Но Тихон отказался, да таким твердым голосом, что Клава даже споткнулась и умолкла, позабыв закрыть рот.
— Собачья жизнь! Сволочи, всю дорогу разбили! — донеслось с улицы. — Я вот вам головы поотрубаю и отвечать не буду… А ну, подставляй башку!
— Томка катит, — догадался Тихон, направляясь к двери.
«Сниму пробу… И пальцы… руки раскину, чтоб банка сорвалась, — обманывал он себя, — сорвалась — и разбилась! Брр… Как вспомню, так вздрогну…»
Тамара отчаянно ворвалась в этот мир и разрушила в нем все.
— Я вам покажу, как капканиться здесь! — кричала Тамара. — Вот подвернитесь только под горячую руку… Оксанка, не отставай!
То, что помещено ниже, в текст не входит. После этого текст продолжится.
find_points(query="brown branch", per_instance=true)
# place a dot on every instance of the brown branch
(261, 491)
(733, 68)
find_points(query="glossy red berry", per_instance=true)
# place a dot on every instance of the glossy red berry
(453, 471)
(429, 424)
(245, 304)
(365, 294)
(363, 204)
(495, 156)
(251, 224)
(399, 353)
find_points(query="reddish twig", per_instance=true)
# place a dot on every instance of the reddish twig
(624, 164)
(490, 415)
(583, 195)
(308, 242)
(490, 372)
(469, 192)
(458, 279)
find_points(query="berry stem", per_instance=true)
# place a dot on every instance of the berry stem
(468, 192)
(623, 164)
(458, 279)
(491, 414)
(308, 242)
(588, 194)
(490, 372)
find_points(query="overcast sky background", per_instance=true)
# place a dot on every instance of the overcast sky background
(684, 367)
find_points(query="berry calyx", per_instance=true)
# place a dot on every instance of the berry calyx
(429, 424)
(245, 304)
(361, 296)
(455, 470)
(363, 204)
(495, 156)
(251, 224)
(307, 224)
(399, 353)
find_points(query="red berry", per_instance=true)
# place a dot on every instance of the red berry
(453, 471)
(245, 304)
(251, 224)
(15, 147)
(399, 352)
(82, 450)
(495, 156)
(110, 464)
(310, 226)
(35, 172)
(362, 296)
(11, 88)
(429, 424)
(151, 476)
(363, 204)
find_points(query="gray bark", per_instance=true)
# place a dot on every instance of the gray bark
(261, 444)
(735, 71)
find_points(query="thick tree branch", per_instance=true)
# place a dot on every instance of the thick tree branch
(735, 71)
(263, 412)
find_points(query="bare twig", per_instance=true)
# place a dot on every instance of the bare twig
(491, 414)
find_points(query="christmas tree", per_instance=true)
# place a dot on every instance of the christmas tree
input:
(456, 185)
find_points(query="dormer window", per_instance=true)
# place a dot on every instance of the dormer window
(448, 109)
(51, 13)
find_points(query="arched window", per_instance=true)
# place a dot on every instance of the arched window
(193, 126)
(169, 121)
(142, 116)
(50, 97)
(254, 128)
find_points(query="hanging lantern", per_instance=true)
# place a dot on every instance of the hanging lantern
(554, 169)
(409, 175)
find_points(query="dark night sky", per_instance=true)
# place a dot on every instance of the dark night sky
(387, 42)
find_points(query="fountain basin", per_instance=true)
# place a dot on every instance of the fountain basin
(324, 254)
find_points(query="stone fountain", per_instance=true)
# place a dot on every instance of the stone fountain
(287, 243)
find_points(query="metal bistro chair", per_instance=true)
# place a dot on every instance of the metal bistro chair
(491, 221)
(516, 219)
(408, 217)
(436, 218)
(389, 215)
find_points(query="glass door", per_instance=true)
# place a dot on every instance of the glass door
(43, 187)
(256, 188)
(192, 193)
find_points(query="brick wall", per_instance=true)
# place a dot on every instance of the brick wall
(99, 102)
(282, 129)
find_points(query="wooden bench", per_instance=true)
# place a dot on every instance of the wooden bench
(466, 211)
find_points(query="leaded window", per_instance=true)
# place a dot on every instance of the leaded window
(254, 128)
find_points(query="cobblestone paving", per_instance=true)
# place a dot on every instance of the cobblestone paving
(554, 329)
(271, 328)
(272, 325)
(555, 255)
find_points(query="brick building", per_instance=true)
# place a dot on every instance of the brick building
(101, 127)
Вперед, дети мои, вперед!..
Тамара была единственным в стране человеком, который ни от кого и ни от чего не зависел. Она жила трудно, но свободно, поднимая на крыло шумную свою ораву, воспитанную в таком же духе.
— Шурка! Кобыляк такой… Не отставать от матери… Вперед, дети мои, вперед!..
Даже Тихон шагнул к воротам, чтобы поприветствовать накатывающуюся, как гром, ораву.